Several visitors, mostly ladies, were in the room at the time, and they at once made for the door, which was thereupon locked upon the animal. Meanwhile we had telephoned to the Zoo that one of the monkeys had escaped and was in the Exhibition.

A keeper arrived shortly afterwards, and said he had missed it from its cage. Both keeper and monkey were delighted at their reunion. The monkey had not seemed to trouble much about the figures, which it probably took for living people, but the dead monkey on the lap of one of them had been more than it could stand.


CHAPTER XXXI

Queen Victoria’s copperplates—Another Royal Persian visit—“Perished by fire”—“Viscount Hinton” and his organ—The Coquette’s jewels lost and found.

In the early part of 1898 we purchased from an enterprising journalist four interesting copperplates—three of them etched by Queen Victoria and one by the Prince Consort. Of the four plates, three were done by the Queen within a year of her marriage.

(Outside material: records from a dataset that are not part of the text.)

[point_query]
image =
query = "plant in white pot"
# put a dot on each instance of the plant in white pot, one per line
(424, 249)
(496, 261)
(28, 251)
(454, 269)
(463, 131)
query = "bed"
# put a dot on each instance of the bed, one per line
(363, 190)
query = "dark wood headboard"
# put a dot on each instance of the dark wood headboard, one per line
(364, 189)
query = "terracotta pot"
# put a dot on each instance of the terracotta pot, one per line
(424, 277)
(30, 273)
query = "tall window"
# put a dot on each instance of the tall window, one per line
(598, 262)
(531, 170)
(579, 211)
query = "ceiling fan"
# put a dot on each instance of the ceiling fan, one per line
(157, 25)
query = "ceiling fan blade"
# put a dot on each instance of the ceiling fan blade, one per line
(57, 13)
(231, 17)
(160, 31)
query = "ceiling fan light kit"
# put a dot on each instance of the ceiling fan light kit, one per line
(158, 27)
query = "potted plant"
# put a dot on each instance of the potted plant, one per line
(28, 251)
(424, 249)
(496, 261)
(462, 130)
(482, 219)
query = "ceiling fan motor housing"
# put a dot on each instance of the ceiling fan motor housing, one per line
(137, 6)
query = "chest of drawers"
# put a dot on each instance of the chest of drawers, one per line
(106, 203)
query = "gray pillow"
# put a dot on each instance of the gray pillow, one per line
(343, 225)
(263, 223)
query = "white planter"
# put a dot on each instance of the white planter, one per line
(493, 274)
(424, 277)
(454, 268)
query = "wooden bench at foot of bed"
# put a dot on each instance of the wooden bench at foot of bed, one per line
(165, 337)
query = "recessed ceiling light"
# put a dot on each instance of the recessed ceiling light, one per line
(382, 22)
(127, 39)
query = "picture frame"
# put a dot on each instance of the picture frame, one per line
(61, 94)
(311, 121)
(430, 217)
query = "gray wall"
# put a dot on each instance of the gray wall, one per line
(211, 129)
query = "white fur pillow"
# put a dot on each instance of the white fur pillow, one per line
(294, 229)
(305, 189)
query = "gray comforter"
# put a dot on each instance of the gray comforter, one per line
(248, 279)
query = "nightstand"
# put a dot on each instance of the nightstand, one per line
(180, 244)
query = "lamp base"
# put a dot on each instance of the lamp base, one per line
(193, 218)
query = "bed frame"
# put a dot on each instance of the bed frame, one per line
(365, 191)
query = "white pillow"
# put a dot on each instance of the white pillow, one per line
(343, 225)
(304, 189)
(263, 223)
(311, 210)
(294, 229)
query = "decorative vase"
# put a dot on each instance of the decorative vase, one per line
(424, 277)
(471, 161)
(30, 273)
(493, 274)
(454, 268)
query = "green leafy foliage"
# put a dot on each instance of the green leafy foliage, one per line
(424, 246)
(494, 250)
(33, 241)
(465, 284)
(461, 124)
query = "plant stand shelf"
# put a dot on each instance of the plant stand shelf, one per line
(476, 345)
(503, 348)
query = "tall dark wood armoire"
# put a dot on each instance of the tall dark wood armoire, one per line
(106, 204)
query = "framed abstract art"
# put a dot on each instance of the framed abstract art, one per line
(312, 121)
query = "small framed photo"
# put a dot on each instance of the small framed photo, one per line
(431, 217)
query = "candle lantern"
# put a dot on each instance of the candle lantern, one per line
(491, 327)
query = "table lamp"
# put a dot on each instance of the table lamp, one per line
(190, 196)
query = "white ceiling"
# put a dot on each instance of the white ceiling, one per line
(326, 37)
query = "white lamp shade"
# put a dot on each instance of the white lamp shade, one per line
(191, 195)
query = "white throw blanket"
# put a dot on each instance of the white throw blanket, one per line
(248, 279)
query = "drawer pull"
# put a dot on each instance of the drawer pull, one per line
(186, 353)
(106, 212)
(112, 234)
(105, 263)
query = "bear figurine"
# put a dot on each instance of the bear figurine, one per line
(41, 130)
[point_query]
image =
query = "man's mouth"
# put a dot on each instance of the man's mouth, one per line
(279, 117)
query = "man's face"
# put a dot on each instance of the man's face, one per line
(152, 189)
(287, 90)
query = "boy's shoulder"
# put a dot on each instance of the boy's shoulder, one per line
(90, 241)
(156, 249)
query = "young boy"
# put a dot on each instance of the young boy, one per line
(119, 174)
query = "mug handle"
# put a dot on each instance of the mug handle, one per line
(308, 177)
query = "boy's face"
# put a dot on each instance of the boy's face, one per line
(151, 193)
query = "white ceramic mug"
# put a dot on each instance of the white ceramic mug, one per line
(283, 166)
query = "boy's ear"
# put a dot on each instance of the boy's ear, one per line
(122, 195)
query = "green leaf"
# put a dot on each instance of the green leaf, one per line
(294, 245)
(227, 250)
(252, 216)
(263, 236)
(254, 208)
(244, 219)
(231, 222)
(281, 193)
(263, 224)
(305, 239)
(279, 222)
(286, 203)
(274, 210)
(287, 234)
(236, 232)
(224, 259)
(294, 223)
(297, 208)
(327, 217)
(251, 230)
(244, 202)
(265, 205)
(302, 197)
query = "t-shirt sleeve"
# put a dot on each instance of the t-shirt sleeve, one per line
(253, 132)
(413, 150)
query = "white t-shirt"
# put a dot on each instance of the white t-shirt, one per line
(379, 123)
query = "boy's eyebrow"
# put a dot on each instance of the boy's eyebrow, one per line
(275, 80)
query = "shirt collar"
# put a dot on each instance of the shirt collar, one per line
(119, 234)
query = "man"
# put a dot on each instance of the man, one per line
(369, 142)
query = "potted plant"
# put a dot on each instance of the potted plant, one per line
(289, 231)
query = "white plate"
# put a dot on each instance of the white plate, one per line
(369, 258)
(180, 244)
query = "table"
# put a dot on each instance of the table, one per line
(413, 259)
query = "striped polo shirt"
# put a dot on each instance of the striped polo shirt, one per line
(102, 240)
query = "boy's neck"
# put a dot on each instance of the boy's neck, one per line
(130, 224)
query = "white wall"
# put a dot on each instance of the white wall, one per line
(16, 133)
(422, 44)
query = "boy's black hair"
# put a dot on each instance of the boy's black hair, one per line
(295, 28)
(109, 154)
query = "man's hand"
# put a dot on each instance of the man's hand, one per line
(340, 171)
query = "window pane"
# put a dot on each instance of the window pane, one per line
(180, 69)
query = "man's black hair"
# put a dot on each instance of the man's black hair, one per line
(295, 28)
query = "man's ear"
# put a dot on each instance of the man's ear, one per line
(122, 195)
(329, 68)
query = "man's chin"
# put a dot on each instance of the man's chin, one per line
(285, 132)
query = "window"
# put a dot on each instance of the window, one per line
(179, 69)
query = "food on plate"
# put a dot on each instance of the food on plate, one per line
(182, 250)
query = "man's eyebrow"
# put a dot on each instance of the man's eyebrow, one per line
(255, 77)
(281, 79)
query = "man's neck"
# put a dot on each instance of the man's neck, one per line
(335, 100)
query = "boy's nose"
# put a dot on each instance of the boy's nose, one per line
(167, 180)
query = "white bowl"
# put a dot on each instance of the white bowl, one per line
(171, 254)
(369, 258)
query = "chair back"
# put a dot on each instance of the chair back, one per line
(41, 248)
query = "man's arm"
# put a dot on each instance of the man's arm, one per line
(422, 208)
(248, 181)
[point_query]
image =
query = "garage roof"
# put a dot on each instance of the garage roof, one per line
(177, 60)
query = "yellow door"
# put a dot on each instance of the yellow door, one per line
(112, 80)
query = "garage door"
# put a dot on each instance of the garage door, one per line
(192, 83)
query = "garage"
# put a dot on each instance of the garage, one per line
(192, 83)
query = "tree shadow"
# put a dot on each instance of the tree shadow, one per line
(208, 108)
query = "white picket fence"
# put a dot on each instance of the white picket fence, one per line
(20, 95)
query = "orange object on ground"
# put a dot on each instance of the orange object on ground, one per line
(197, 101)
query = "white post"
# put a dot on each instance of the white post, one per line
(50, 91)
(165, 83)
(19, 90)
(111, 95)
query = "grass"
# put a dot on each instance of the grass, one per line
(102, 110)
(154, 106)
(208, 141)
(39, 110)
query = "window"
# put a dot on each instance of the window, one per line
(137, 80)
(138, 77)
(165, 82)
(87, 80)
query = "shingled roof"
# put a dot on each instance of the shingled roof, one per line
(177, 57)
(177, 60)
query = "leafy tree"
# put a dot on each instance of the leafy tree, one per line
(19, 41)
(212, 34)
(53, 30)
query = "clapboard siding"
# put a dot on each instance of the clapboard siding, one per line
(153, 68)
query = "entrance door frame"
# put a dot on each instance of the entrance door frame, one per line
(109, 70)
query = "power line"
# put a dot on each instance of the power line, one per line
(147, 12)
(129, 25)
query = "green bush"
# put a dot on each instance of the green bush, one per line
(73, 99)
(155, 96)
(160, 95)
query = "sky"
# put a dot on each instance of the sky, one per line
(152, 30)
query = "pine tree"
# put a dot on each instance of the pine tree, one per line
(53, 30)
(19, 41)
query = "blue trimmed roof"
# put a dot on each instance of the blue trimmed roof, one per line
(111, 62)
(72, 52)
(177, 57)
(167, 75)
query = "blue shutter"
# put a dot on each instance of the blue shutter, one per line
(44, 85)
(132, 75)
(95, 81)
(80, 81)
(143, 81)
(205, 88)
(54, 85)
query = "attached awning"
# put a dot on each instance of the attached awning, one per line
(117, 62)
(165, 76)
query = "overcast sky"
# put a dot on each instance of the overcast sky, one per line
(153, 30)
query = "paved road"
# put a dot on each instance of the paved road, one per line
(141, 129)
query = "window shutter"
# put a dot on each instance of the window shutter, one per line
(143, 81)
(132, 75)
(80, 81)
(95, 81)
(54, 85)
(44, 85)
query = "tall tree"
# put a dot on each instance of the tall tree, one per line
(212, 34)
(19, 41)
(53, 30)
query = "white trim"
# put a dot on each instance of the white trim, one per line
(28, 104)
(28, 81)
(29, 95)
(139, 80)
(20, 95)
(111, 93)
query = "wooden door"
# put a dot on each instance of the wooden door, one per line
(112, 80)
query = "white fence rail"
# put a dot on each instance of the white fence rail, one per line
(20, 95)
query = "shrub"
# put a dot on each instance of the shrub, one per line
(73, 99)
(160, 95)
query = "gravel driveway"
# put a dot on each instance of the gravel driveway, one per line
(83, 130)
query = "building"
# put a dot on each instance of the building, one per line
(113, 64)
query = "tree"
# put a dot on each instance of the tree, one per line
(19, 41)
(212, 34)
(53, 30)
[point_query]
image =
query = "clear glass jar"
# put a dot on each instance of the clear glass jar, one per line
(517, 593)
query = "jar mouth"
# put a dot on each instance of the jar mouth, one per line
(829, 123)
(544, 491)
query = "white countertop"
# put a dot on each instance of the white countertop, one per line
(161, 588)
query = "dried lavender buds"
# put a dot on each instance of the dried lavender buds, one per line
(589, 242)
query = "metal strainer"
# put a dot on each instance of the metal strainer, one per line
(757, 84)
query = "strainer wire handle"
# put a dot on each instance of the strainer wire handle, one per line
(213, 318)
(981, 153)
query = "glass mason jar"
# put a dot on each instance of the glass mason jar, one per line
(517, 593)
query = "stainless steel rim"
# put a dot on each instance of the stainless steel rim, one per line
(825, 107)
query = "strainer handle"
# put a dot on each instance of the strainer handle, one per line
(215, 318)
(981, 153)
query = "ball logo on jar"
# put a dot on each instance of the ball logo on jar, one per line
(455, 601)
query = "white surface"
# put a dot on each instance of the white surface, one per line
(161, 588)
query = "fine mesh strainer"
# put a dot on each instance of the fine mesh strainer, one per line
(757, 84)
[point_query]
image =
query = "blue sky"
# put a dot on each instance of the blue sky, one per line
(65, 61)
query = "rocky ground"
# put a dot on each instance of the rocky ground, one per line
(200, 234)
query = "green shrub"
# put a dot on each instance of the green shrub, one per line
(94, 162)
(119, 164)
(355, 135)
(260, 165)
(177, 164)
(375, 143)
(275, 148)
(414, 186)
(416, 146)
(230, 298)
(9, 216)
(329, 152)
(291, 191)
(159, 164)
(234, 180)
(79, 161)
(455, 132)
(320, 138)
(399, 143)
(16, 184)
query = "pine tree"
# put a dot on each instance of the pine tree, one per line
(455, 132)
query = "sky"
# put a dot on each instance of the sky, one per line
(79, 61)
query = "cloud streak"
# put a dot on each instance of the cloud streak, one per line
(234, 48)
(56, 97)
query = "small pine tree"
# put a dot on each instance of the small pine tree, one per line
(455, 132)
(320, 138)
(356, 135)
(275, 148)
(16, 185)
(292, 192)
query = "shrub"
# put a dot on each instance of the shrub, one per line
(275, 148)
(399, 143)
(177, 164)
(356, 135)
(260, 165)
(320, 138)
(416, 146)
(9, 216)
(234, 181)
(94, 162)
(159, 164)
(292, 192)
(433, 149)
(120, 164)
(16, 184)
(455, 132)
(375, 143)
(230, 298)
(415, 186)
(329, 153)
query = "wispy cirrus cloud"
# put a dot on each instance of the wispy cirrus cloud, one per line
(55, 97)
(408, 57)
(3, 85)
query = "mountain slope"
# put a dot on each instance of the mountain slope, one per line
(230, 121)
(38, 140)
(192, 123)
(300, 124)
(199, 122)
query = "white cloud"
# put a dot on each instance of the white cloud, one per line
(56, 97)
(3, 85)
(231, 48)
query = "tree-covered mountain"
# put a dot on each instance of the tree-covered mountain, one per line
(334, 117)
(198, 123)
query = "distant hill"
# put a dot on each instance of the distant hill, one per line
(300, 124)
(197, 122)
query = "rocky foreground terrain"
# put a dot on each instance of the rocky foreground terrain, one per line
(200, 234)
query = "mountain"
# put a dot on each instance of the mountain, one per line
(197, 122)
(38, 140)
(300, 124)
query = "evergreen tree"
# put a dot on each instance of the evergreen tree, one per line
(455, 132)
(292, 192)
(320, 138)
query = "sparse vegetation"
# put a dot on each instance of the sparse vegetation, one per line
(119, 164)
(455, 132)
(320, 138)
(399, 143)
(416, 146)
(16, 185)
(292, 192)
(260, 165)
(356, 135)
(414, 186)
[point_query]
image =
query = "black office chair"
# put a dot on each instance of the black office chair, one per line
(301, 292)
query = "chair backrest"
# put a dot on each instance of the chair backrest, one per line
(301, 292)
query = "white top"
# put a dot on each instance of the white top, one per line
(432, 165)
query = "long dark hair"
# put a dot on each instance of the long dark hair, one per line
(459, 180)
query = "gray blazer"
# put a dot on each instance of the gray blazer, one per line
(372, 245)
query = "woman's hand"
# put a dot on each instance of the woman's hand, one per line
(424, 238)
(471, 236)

Although not altogether faultless from an artistic point of view, the work is most conscientiously executed, showing how painstaking was the Queen even in comparatively trivial matters.

After her marriage Her Majesty found in the Prince Consort a fellow craftsman, and forthwith a room in Buckingham Palace was fitted up as a sort of combination studio and workshop. Here, under the guidance and advice of Sir Edwin Landseer, assisted by Mr. Henry Graves, the fine art publisher, the young couple worked for two or three hours in the morning.

Nor would the Queen allow any portion of the process to be performed by an assistant. Even the printing was done either by herself or her husband, a small press being set up for that especial purpose.